Premier Annastacia Palaszczuk said there was still an enormous task ahead to contain the blazes that have been difficult to predict due the heatwave and winds.
"This is a huge job with five more days of intense weather," she told reporters.
Queensland Fire and Emergency Services inspector Garry McCormack said the first of the three fires of most concern on Thursday evening was one near the tiny Fraser Coast community of Tinnanbar, which has been cut off.
"We are holding that fire at the moment and we are very confident we will protect that community," he said.
More than 250km up the coast, the monster Deepwater fire at the epicentre of the crisis is still actively burning and will be fought on two fronts from Thursday night.
If it breaches Baffle Creek it could impact on the community of Winfield to the south, so they have been warned the safest place to be is elsewhere.
Residents have been told to leave Captain Creek, not far from Baffle Creek where fires have been burning for almost a week.
Communities in the Rockhampton area such as Stanwell and Kabra, The Caves, and Broken River, east of Rockhampton, which has been ringed by fire for days, were also told to leave.
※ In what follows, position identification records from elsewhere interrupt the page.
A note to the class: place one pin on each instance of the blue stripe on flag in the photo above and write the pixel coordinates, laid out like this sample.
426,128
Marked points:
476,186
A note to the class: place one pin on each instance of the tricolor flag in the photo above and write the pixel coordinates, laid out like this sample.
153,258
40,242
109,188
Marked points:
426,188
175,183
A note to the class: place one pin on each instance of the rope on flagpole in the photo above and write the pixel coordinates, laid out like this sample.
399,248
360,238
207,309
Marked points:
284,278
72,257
Ms Palaszczuk flew to the fire zone on Thursday and ironically had not long left Kabra when an alert was issued for residents to leave.
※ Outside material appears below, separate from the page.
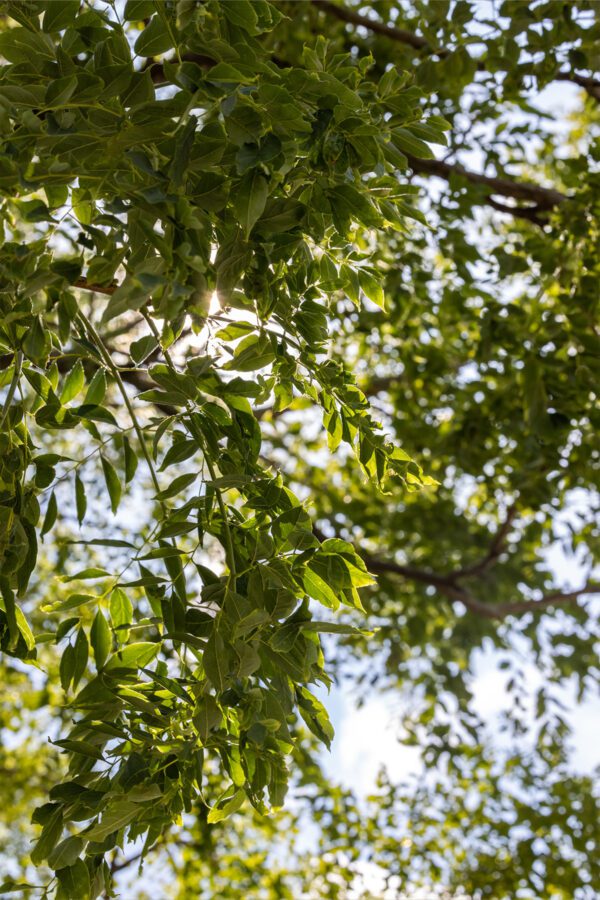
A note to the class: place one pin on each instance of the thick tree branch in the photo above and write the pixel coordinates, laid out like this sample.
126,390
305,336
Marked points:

At least one home was destroyed at Kabra on Wednesday, while 8,000 people were told to leave nearby Gracemere.
"We have just come back from Rockhampton and Kabra and Gracemere. You don't understand what it is like until you are on the ground - the conditions are intense," she said.
The third worry for firefighters was a blaze in the south of the state at North Stradbroke Island, due to the risk of it affecting major infrastructure such as powerlines.
Queensland Fire and Emergency Services Commissioner Katarina Carroll said the damage officially tallied to date had been two houses,15 sheds, two cabins, a bus, an excavator destroyed, and with damage to 14 sheds, three cabins, 14 houses, three vehicles, a boat, a truck and a trailer.
Fifteen firefighters have suffered heat stress and fatigue.
Bureau of Meteorology state manager Bruce Gunn said there was no relief in sight.
"The fire danger was well below the catastrophic levels of Wednesday but it is still in the very high to severe range and that is serious enough to get fires going again and continue them on," he said.
"There is no significant rainfall expected to stop these fires so while we don't have the catastrophic conditions, the fires will continue until we can find another way or another to put them out."